L’Arbre Monde, billet d’humeur mystique

par Claire Sibille

publié dans Des livres profonds ... comme une psychothérapie ! , Ecothérapie , On peut choisir sa famille

L’Arbre Monde

Billet d’humeur mystique

Chronique de lecture estivale 

 

Assise depuis mille ans au coeur de la forêt, femme, que fais-tu ?

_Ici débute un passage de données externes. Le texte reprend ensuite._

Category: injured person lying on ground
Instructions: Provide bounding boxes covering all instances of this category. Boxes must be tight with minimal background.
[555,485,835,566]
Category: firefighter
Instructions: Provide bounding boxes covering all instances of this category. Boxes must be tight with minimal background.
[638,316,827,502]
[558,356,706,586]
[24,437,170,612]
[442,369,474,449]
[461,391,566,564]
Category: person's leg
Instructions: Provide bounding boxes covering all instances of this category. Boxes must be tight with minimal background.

Je lis l’Arbre Monde de Richard Powers et je me transforme.

Doucement.

La tronçonneuse de l’homme est rapide mais la sagesse de l’arbre croît lentement, cercle de vie après cercle de vie.

Assise sur la terre sacrée, l’Être Monde qui accueille l’Arbre Monde, à moins qu’ils ne soient qu’une, à moins qu’elles ne soient qu’un, je me sens pousser des radicelles et de fines branches bourgeonnantes.

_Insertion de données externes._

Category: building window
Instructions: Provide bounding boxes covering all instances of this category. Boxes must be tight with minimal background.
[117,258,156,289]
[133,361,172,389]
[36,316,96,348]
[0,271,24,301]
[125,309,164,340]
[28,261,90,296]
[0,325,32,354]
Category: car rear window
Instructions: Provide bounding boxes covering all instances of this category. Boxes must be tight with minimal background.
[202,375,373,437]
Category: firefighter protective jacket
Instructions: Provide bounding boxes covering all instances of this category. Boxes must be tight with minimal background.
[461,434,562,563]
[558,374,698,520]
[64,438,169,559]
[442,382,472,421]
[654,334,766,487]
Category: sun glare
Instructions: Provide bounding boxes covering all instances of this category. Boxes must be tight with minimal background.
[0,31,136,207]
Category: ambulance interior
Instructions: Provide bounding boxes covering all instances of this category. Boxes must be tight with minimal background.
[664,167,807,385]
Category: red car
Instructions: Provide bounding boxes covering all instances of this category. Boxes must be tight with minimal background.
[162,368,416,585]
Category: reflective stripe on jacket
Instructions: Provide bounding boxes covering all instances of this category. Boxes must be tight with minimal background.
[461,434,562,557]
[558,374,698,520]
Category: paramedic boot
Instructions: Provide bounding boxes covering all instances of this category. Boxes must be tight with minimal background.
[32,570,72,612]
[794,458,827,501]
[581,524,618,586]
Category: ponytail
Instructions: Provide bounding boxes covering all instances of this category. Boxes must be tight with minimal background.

Non pas que je sois capable de les produire, mais l’Arbre Monde me traverse et me digère, utilise ma substance pour m’inclure en lui, pour que je ne sois plus séparée. Plus jamais seule.

Les Ents, les arbres parlant notre langage du Seigneur des Anneaux n’ont finalement pas disparu, ils ont peut-être retrouvé leurs épouses perdues. Ou alors, si vieux que je ne peux même pas l’imaginer, ils tentent désespérément de communiquer avec nous pour éviter la catastrophe, la destruction totale du vivant tel que nous le connaissons par les sbires avides de Mordor et de Saroumane.

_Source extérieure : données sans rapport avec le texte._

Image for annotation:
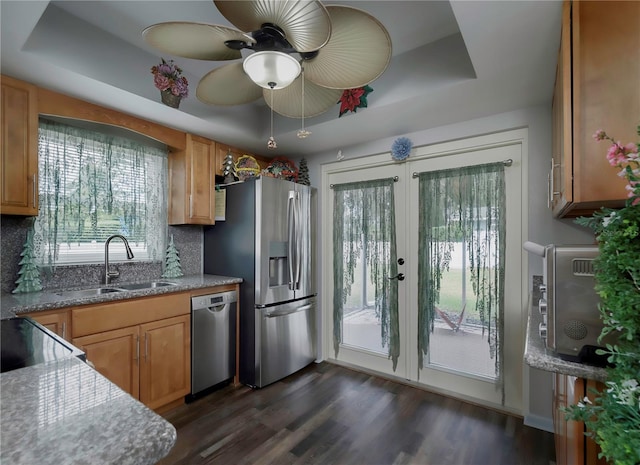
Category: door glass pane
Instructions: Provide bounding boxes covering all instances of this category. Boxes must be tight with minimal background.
[342,239,389,354]
[425,237,496,379]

Crise mystique provoquée par la lecture d’un livre, ni la première, ni la dernière, je plane et je m’enracine.

Le mot mystique décrit ce qui est caché, seulement accessible aux initiés. Mais à l’origine, comme dans le mot myope, il désigne l’œil et la bouche fermés. La racine du mot désigne le museau d’une vache. Pour être initié, nul besoin de suivre les injonctions élitistes de telle ou telle église, maître ou communauté, non, il suffit de s’asseoir dans la forêt, de fermer à demi les yeux et totalement la bouche. Mais il en faut du temps pour en arriver là, alors merci aux livres et merci aux inspirateurs, celles et ceux suffisamment équilibrés pour pouvoir se passer du mot maître, étymologiquement « celui qui domine, qui est le plus important ».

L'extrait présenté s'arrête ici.